Just because a person voluntarily accepts something doesn’t mean that it doesn’t contribute to their being unequal. Involuntary acceptance can be achieved through social pressure — men don’t need to abuse women, they just need to have women in a community where women are treated as morally depraved for revealing their hair or ankles in public.

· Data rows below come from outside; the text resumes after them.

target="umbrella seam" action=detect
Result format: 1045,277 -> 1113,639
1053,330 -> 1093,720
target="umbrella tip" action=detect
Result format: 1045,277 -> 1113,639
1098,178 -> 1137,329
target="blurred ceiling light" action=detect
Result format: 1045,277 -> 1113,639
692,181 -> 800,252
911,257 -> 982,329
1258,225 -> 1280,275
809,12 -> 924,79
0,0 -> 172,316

Of course, doing anything about that can be difficult. Most “remedies” could be worse than the problem. Paramount must be protecting the ability of individuals to leave such cultural communities - people have rights; cultures do not.

July 25, 2006 at 12:55 pm
(3) Todd says:

“Just because a person voluntarily accepts something doesn’t mean that it doesn’t contribute to their being unequal. Involuntary acceptance can be achieved through social pressure — men don’t need to abuse women, they just need to have women in a community where women are treated as morally depraved for revealing their hair or ankles in public.”

Word.

i want to agree with everthing you said, but something nags at me to say “but that’s their way, and we shouldn’t judge”. In my heart of hearts, i’m with you. Drawing that line and deciding what to do about someone crossing it, must be a frightening challenge. At least for someone objective/ethical/open enough to see it as a quandary. And, yeah, the cures can be as Deep Thought said, “tricky”.

July 25, 2006 at 1:16 pm
(4) atheism says:

i want to agree with everthing you said, but something nags at me to say “but that’s their way, and we shouldn’t judge”.

We can’t help but to judge — to agree or disagree, approve or disapprove, find something to learn or something to criticize. If you think about a situation you will end up forming a judgment of some sort. Obviously we can’t give up thinking, so we also shouldn’t be afraid to give up judging as well.

It’s quite fair to form judgments about actions and beliefs. It’s fair to form judgements about whether certain actions or beliefs enhance or inhibit liberty, freedom, autonomy, democracy, etc. It’s also fair to form a judgment about whether said enhancement or inhibition is good or bad. Finally, it’s also fair to form a judgment about whether the inhibitions should be discouraged and the enhancements… encouraged. Just be cautious about going beyond that.

Forming a judgment, at least if it’s an informed and thoughtful judgment that you’re willing to amend, isn’t a problem. Where you run into real problems is if you decide all of Islam is inferior because of something like this, or assume that all Muslim women are submissive and don’t think for themselves because of this, or if you think that all Muslim men are misogynistic jerks because of this. That sort of thing.

That’s the sort of “judging” that we shouldn’t be doing. Then again, that isn’t very informed or thoughtful judging, either. Unfortunately, it can be easy to move from one to the other without realizing it — it’s how bigotry and prejudice develops. Thus, even the reasonable sorts of judging should probably be done with some caution and care.

Let’s imagine a women in a bad relationship without Islam being involved at all — not even religion, specifically. We can judge that she’s made some bad choices and we can judge that there are some things which she should be doing in order to improve her situation. Of course, that doesn’t entitle us to judge her as a person and we should keep in mind that it’s easy for us, as outsiders, to form judgments about things which she doesn’t think she can help. Our judgements must thus be tempered with compassion and even some humility. Otherwise, we could end up blaming the victim — a common problem.